Pérez Barradas, en su importante libro Los mestizos de América afirmará lo siguiente sobre las Leyes de Indias, “si a los hombres hay que juzgarlos por los propósitos, y no por sus realizaciones, a España le cabe la honra de haber dictado una legislación social inmejorable para proteger al nativo, como son las Leyes de Indias. El que estas no se cumplieran al pie de la letra, el que se cometieran abusos y arbitrariedades, el que desalmados y criminales hicieran de las suyas en un apartado rincón americano no da la base para rebajar los propósitos nobles y cristianos a favor del indio. Lo esencial, repetimos, son los propósitos, no los hechos particulares. Los campos de concentración alemanes no son menos criminales porque en ellos haya habido médicos humanitarios que no hayan cumplido las órdenes de matanzas en masa” (Pérez de Barradas, Los mestizos de América, ed. Espasa Austral, p. 182).

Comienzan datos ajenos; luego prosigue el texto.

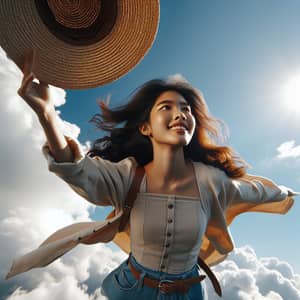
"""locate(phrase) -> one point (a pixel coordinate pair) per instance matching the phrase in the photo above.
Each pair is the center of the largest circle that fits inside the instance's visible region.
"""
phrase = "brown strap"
(167, 286)
(131, 196)
(211, 276)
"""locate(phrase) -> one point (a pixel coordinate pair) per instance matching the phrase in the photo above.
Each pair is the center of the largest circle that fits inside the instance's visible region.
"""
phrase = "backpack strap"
(211, 276)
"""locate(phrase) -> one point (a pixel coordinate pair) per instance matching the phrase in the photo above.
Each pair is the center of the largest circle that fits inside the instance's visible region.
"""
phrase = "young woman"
(191, 190)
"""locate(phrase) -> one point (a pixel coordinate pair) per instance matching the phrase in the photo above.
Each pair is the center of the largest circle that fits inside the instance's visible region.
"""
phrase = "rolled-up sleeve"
(99, 181)
(256, 193)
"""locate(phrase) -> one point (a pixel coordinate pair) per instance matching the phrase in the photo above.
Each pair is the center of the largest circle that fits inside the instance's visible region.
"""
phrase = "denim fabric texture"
(121, 285)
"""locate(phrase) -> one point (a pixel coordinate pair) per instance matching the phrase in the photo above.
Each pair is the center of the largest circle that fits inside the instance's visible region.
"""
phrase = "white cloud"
(288, 150)
(35, 203)
(244, 276)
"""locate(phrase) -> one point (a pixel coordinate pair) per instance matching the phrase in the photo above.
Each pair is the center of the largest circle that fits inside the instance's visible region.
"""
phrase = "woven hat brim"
(74, 66)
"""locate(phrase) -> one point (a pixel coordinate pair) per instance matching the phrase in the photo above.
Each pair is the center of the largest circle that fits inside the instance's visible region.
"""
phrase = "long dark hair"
(126, 140)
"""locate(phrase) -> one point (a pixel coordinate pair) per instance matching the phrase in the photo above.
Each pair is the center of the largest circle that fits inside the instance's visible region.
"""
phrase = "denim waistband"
(160, 274)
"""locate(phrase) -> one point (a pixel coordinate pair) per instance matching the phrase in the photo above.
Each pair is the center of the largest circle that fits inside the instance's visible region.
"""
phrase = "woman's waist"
(161, 263)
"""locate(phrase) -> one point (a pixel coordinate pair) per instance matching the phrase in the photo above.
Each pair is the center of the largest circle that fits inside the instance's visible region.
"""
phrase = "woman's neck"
(168, 165)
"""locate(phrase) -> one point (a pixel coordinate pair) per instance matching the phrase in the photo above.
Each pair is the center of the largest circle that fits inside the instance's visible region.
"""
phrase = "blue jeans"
(121, 285)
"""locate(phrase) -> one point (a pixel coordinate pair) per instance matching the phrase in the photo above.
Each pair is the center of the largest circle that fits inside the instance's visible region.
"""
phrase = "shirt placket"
(169, 233)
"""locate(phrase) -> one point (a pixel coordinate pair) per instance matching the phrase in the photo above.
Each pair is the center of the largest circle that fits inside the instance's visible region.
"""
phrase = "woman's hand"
(36, 95)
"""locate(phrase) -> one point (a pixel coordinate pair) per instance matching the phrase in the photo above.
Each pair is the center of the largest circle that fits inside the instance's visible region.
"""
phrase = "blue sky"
(241, 54)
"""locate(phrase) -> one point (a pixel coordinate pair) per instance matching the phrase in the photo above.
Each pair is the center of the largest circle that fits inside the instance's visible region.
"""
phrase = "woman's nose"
(180, 115)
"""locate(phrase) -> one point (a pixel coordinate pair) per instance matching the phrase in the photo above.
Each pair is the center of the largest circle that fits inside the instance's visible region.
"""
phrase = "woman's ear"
(145, 129)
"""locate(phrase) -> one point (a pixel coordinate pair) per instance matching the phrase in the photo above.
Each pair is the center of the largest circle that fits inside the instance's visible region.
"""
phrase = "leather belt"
(167, 286)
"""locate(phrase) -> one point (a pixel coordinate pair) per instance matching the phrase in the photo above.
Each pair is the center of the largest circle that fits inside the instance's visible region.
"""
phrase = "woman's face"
(171, 121)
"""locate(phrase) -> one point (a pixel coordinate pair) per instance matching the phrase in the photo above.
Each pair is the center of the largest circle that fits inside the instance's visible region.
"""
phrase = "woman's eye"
(186, 108)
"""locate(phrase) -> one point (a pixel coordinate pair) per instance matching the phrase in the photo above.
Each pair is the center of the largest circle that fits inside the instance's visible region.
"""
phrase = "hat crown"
(75, 13)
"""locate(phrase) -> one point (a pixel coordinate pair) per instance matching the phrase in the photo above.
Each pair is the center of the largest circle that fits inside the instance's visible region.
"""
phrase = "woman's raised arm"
(36, 95)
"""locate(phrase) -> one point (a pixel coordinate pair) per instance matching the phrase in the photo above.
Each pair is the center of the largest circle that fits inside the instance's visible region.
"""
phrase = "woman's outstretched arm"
(36, 95)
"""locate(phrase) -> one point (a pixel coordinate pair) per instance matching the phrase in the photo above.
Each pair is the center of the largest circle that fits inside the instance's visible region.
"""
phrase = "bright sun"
(292, 94)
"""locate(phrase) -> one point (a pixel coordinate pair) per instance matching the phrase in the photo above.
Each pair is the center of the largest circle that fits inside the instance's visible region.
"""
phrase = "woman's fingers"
(29, 60)
(26, 80)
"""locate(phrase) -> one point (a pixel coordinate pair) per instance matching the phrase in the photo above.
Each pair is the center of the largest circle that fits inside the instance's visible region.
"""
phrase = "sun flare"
(292, 94)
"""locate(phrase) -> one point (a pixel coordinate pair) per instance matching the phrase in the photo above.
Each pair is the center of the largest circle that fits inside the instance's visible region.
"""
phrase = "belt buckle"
(161, 282)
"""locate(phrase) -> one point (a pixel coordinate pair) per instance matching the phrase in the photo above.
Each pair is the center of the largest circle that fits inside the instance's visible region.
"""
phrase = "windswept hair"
(125, 139)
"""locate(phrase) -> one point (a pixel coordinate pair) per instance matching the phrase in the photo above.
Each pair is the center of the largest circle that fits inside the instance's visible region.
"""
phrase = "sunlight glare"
(292, 94)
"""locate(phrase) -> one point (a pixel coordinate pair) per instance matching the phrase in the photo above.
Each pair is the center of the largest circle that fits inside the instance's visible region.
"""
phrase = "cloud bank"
(35, 203)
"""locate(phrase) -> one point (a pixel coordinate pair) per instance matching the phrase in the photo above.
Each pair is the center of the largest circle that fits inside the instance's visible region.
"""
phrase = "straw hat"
(79, 43)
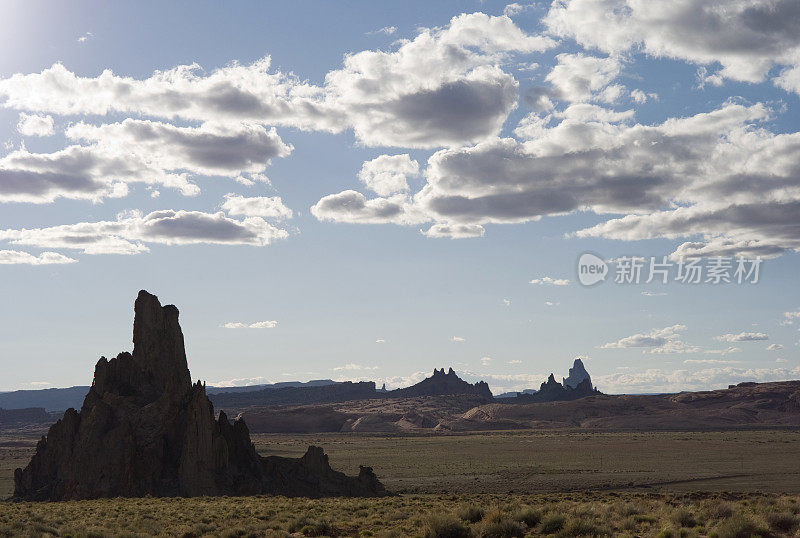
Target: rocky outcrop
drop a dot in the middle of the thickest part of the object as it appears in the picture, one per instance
(442, 384)
(577, 374)
(553, 391)
(145, 429)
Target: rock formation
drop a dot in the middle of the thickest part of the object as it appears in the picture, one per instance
(441, 384)
(553, 391)
(577, 374)
(145, 429)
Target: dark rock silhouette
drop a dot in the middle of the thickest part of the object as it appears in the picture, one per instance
(577, 374)
(441, 384)
(145, 429)
(553, 391)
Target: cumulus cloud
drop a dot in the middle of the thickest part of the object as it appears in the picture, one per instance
(254, 325)
(256, 206)
(232, 93)
(709, 361)
(549, 281)
(35, 125)
(229, 149)
(659, 380)
(132, 231)
(353, 207)
(790, 317)
(387, 174)
(16, 257)
(353, 367)
(605, 167)
(747, 38)
(136, 151)
(454, 231)
(657, 341)
(742, 337)
(578, 77)
(386, 30)
(444, 86)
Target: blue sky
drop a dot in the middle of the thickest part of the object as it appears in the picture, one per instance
(376, 198)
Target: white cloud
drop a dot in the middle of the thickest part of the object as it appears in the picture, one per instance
(386, 30)
(16, 257)
(255, 325)
(658, 380)
(445, 86)
(742, 337)
(353, 207)
(746, 37)
(546, 280)
(657, 341)
(515, 9)
(723, 352)
(35, 125)
(454, 231)
(353, 367)
(132, 231)
(229, 149)
(240, 382)
(387, 174)
(709, 361)
(232, 93)
(789, 317)
(136, 151)
(258, 206)
(578, 78)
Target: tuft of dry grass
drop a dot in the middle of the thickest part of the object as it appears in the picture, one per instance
(437, 516)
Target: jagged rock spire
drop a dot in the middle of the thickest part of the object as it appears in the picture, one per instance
(144, 429)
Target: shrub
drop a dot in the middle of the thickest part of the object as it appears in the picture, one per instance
(682, 517)
(470, 513)
(529, 517)
(445, 526)
(740, 526)
(583, 527)
(311, 528)
(552, 523)
(782, 521)
(501, 527)
(715, 510)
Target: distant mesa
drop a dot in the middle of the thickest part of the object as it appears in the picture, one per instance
(442, 384)
(145, 429)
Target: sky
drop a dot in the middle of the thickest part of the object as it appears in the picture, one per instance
(371, 190)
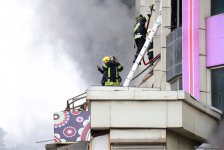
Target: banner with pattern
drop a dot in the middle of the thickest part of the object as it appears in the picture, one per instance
(72, 126)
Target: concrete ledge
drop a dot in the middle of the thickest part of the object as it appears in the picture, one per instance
(121, 108)
(138, 136)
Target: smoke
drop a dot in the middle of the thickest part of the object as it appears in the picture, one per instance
(48, 53)
(90, 30)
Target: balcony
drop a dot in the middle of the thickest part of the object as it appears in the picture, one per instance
(145, 108)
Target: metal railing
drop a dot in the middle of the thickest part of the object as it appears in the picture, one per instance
(77, 103)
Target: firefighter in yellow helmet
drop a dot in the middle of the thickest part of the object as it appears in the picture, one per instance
(110, 70)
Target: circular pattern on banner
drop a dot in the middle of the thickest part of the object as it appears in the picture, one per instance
(79, 119)
(60, 119)
(69, 131)
(75, 113)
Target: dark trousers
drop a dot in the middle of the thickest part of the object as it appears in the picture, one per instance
(139, 43)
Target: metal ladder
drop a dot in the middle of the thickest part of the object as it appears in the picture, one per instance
(147, 43)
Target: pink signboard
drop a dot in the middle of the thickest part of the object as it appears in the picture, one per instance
(215, 40)
(190, 43)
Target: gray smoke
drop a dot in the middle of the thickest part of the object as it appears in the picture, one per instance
(90, 30)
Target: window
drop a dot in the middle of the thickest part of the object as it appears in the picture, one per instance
(176, 14)
(137, 147)
(217, 88)
(177, 84)
(174, 54)
(217, 7)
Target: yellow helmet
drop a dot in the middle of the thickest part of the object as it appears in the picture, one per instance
(106, 59)
(138, 17)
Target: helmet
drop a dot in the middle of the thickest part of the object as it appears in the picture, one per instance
(138, 17)
(106, 59)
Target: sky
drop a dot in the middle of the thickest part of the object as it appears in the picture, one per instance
(48, 53)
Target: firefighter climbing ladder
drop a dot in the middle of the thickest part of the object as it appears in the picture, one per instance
(144, 48)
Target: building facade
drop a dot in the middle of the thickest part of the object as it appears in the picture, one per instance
(181, 105)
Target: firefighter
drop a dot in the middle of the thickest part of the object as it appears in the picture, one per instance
(110, 70)
(140, 31)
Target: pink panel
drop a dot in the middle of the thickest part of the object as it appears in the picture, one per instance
(190, 42)
(215, 40)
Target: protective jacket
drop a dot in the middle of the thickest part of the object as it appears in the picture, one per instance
(110, 73)
(139, 28)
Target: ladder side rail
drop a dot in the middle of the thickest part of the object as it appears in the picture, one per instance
(144, 48)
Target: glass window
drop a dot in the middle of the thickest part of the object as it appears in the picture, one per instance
(137, 147)
(176, 84)
(176, 14)
(217, 7)
(217, 88)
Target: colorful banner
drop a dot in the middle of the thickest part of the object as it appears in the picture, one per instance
(190, 41)
(72, 126)
(215, 40)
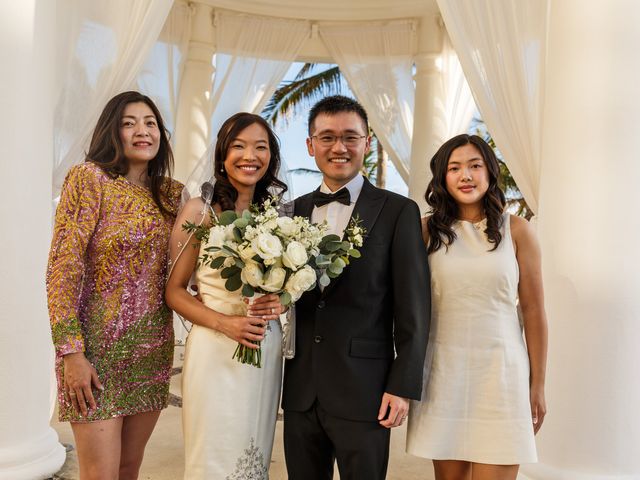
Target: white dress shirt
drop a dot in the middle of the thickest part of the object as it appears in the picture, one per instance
(337, 214)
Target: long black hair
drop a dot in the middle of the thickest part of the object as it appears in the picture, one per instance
(224, 193)
(444, 209)
(107, 151)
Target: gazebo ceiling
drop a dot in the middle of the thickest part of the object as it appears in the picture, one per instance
(332, 10)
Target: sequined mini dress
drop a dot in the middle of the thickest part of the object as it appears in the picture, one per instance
(105, 288)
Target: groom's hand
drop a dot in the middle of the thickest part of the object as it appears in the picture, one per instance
(393, 410)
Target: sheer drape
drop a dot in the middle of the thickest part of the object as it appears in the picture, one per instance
(502, 49)
(162, 72)
(100, 52)
(455, 106)
(252, 56)
(377, 61)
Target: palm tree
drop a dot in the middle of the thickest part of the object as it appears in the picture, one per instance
(307, 87)
(507, 184)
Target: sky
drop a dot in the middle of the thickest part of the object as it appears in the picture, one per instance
(294, 151)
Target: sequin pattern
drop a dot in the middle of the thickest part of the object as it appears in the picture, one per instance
(105, 287)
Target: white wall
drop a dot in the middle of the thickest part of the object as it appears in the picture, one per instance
(29, 448)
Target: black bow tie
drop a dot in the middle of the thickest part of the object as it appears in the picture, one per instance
(342, 196)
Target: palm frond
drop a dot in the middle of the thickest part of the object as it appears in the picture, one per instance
(291, 97)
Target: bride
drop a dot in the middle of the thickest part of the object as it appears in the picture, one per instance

Y es que los propósitos del Imperio español no eran aniquilar a la población nativa americana (como sí existía, sin embargo, un propósito aniquilador en los campos de exterminio nazis), sino, al contrario, conservarla y reconducirla hacia una vida en sociedad civil (hoy diríamos en “estado de derecho”), entre otras cosas, para cumplir en ellos la misión evangelizadora.

Otra cosa es que, resultado de esta reconducción, la población indígena decayera, pero no en razón del empeño aniquilador del conquistador (que no existió), sino debido a otras causas (enfermedades, muchas de ellas venéreas, desfallecimiento por el proceso de aculturación, etc). Una de esas causas es, también, el mestizaje, precisamente por lo que este tiene de transformación híbrida (y no desaparición) de la población americana.

De nuevo, acierta a decir Pérez de Barradas, “cada mestizo que nacía era un indio menos”, y es que casi todos los conquistadores tuvieron hijos naturales mestizos (empezando por Cortés), no siendo la condición racial obstáculo alguno para su promoción y ascenso social.

No hubo, por tanto, en contraste con Norteamérica, un expolio, mucho menos una aniquilación, de la población indígena, sino al contrario, una protección y mezcla sobre la misma, intentando su integración de pleno derecho en el ordenamiento institucional imperial español. A este respecto afirmará Marañón, en el prólogo al libro de Barradas, con nitidez, “los españoles nunca hemos hecho violencia en nombre de la raza. [...]. Los que tramaron la Leyenda Negra eludieron, como es natural, el tocar este punto, que representa una gloria nada banal en nuestro haber civilizador”.

Justamente será este mestizaje (“raza cósmica”, la llamó Vasconcelos) lo que caracterice la acción de España en América, y cuya influencia actual se deja ver, sobre todo, en los 550 millones de hispanohablantes de todos los colores, que, además, se van filtrando hacia la anglosajona Norteamérica (EEUU, tercer país con mayor número de hispanohablantes por delante de España), neutralizando en ella su racialismo Wasp.

A la demografía mestiza hispanoamericana, en fin, impulsada por el imperialismo español, no se la pudo, en efecto, ni mucho menos, llevar el viento. Ahí sigue, actuando, aunque retiren a Colón del pedestal.